Nel caso specifico, la Cassazione ha evidenziato che l’uomo aveva coltivato le piante in uno spazio angusto, utilizzando tecniche semplici e un apparato di illuminazione di base, necessario per far maturare le piante in una cantina non illuminata. La quantità di marijuana prodotta era modesta, e non vi erano prove che l’imputato intendesse venderla. La Corte ha quindi confermato l’assoluzione, rigettando il ricorso del procuratore generale.

Il tribunale di Terni aveva inizialmente condannato l’uomo, ritenendo che l’uso di strumentazione articolata e costosa (oltre 300 euro) fosse difficilmente compatibile con un mero autoconsumo, soprattutto considerando le condizioni economiche dell’imputato, che percepiva il reddito di cittadinanza. Tuttavia, aveva riconosciuto le attenuanti generiche, tenendo conto delle difficili condizioni di vita dell’uomo, che aveva iniziato a consumare stupefacenti dopo la prematura morte della figlia.

La Corte di appello di Perugia, invece, aveva distinto la detenzione di 4,15 grammi di marijuana dalla coltivazione delle 48 piante, qualificando quest’ultima come un illecito amministrativo e non come un reato. La Corte aveva osservato che la coltivazione era rudimentale e confinata in uno spazio limitato, con una produzione di principio attivo molto modesta, compatibile con un uso esclusivamente personale.
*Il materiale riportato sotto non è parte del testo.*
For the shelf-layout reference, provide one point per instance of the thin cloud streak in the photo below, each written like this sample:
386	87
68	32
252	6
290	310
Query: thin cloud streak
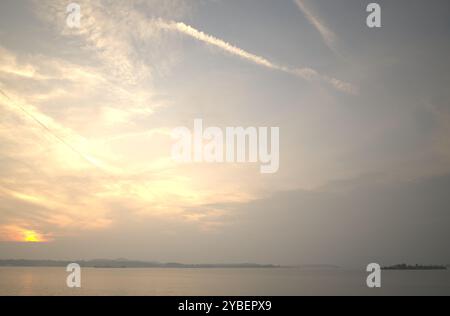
304	73
327	35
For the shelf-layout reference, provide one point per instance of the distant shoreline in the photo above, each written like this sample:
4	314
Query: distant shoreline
416	267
La sentenza della Cassazione conferma un principio già espresso in precedenti decisioni: la coltivazione domestica di marijuana, se modesta e destinata all’autoconsumo, non è punibile penalmente. La decisione rappresenta un importante punto di riferimento per casi simili, sottolineando l’importanza di valutare le circostanze specifiche di ogni caso, in particolare la destinazione della sostanza e l’assenza di indici di vendita.

Con questa sentenza, la Cassazione ha quindi chiuso il caso oggetto del ricorso, confermando che la condotta dell’uomo non costituiva reato, ma un illecito amministrativo.